Three things travel with it every time:

  • An address. A specific spot inside LinkedIn that handles invitations. It sits inside LinkedIn’s behind-the-scenes API (called Voyager, the same one their mobile app uses). The exact URL is voyagerRelationshipsDashMemberRelationships?action=verifyQuotaAndCreateV2. One front door, every invite goes through it.
  • A small package of info. Who the invite is for, and what note to include. The prospect isn’t identified by the URL you see in your browser. They have an internal ID called a URN that looks like urn:li:fsd_profile:ACoAAB1234.... The tool has to look this up first.
  • Proof it’s really you. Your browser carries a login token called the li_at cookie. Anyone holding a valid one can act as that account. It also carries an extra security code (a CSRF token) so random websites can’t trick your browser into firing invites for them, and a small stamp (x-li-page-instance) saying “I was on Jane’s profile when I clicked.”

If any of those three are missing or wrong, the invite fails.

What automation actually does

An automation tool does the same three things, without you clicking.

The recipe:

  • Grab a copy of your li_at from your browser, one time, by hand.
  • Look up the prospect’s URN inside LinkedIn.
  • Build the same HTTP request a browser would build: prospect URN, note, login proof.
  • Send it to that one URL.
  • Read the reply. If it worked, log it. If it didn’t, react.

That’s the whole trick. Build the same request your browser would build, then send it without the browser.

What LinkedIn says back

LinkedIn’s reply is just a number (an HTTP status code) and a short body. You never see it yourself. The tool sees it and reacts.

  • 200 — OK, done. Invite sent. Counter ticks up.
  • 429 — you’ve hit your weekly limit. LinkedIn caps invites somewhere around 100 to 200 per account per week. The cap moves around without warning.
  • 403 — you look like a bot. The account needs a cool-down before it can send more.
  • Error body saying “already connected” or “already invited”. Skip the prospect.
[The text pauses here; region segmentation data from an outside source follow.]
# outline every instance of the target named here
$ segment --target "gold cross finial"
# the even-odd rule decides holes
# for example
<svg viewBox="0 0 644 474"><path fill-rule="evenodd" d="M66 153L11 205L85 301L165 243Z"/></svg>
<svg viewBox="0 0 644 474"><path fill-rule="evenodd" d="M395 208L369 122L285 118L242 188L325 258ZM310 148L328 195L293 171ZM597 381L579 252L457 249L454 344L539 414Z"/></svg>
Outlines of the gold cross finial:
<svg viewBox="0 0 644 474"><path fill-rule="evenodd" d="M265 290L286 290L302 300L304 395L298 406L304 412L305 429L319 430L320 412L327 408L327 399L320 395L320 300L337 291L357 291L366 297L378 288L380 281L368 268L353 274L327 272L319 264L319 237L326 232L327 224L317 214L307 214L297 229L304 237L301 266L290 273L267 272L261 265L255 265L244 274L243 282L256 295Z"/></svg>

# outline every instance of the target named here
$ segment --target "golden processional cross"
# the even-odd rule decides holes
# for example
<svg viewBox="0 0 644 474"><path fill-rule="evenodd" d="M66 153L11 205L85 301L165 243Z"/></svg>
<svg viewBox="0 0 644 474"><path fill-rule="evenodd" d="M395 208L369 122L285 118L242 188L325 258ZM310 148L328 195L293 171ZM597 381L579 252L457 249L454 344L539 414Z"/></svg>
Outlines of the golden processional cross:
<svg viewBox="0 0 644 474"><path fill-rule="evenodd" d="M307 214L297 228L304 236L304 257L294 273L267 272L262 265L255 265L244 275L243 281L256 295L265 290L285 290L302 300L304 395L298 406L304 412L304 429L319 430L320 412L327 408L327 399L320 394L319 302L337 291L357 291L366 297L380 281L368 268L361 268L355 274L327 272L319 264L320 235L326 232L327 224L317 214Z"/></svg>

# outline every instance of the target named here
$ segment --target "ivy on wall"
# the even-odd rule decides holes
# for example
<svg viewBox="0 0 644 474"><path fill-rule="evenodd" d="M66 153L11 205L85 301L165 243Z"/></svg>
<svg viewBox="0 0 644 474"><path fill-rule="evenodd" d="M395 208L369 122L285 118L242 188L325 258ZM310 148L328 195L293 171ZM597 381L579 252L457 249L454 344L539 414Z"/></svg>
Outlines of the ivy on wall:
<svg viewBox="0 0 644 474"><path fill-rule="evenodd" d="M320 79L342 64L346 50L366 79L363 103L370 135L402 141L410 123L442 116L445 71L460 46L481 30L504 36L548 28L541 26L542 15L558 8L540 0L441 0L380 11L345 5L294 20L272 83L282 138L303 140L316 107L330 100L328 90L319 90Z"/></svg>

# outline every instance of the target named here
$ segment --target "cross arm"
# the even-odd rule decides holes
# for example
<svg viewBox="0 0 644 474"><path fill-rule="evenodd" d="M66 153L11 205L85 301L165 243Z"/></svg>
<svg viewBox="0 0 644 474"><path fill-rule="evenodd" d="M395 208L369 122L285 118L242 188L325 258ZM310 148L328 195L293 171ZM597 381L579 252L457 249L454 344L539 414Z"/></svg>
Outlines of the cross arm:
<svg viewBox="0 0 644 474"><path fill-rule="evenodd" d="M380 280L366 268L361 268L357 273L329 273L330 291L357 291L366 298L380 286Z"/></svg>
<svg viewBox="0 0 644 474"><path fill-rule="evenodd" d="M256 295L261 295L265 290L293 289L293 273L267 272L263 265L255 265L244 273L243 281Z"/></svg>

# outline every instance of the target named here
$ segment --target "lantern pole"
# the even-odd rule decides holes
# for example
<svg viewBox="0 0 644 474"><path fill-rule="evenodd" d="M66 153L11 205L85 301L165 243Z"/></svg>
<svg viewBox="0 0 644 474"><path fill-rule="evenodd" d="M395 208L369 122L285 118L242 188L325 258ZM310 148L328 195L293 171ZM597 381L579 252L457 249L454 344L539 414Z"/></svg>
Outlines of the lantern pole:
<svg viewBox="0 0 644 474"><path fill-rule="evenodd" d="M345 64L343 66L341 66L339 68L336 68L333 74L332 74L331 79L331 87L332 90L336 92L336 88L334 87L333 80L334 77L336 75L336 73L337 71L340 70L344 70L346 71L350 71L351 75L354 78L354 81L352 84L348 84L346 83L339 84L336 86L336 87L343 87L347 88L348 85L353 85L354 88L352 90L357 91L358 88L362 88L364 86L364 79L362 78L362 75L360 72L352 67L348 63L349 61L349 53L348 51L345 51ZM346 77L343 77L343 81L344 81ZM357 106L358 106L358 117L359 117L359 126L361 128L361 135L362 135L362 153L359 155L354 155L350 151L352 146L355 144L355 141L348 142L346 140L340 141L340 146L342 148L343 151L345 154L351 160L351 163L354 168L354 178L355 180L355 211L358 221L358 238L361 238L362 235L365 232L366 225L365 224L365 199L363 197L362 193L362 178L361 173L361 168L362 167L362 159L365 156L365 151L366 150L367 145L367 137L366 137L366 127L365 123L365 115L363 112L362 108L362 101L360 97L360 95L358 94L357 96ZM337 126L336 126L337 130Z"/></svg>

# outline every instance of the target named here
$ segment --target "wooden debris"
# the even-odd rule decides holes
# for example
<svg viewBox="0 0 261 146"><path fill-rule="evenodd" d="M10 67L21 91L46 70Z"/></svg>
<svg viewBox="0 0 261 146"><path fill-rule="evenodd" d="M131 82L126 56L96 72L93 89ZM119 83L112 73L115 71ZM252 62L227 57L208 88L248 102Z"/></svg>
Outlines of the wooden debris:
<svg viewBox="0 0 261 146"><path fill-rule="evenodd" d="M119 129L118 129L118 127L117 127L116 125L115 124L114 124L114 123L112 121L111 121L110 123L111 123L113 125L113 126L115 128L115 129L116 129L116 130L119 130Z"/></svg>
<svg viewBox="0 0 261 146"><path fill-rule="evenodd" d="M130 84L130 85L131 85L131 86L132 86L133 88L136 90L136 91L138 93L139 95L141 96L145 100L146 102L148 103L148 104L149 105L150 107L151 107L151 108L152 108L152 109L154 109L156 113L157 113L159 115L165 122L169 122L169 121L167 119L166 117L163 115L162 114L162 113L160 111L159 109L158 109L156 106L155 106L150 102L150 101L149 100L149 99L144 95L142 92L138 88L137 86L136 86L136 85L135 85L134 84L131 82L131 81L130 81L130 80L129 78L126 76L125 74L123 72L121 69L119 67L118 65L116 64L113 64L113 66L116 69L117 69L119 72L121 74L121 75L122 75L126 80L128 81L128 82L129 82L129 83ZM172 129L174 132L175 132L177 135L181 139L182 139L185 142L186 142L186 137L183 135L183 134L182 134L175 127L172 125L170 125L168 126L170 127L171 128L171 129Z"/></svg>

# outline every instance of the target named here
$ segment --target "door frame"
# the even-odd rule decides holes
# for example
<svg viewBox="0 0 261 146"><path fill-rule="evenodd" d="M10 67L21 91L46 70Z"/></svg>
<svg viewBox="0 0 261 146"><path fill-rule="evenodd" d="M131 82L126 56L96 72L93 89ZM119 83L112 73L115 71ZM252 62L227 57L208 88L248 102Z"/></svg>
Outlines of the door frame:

Those four cases cover almost every outcome. A good tool handles each one quietly so you don’t have to.

Why automation tools sometimes open a real browser anyway

If the recipe is so simple, why do some tools run a hidden Chrome in the background?

  • LinkedIn occasionally fires an anti-bot challenge on this endpoint. Solving it needs a real browser, because the challenge runs as code inside the page.
  • Faking the login proof by hand is fiddly. A real browser builds it all for you (cookies, CSRF token, page stamp), so the tool doesn’t have to maintain a perfect impersonation.

For the actual invite, though, no browser is strictly required, as long as the impersonation holds up.

The picture in three lines

  • A connection request is an HTTP request from your browser to one URL inside LinkedIn’s Voyager API.
  • Automation is software that builds the same request without you clicking.
  • Everything LinkedIn checks (login proof, prospect URN, note, weekly cap) gets checked at that one URL.

What this post deliberately skipped

This was just the endpoint, for a single account. In practice, even running one account safely wraps it in a few more layers, each worth its own post:

  • Proxies. The account needs its own home-looking internet connection. Cheap data-centre IPs get flagged on sight.
  • Fingerprints. The account has to pretend to be the same specific computer every time it appears. Same browser version, screen size, time zone.
  • Warming. A new account can’t just start firing invites. It needs a slow ramp of normal browsing first.
  • Impossible travel. If the account suddenly appears in London, Berlin, and São Paulo on the same day, it gets restricted.

If your automation tool is misbehaving and you’ve ruled out the endpoint-level basics, the cause is almost always one of those four.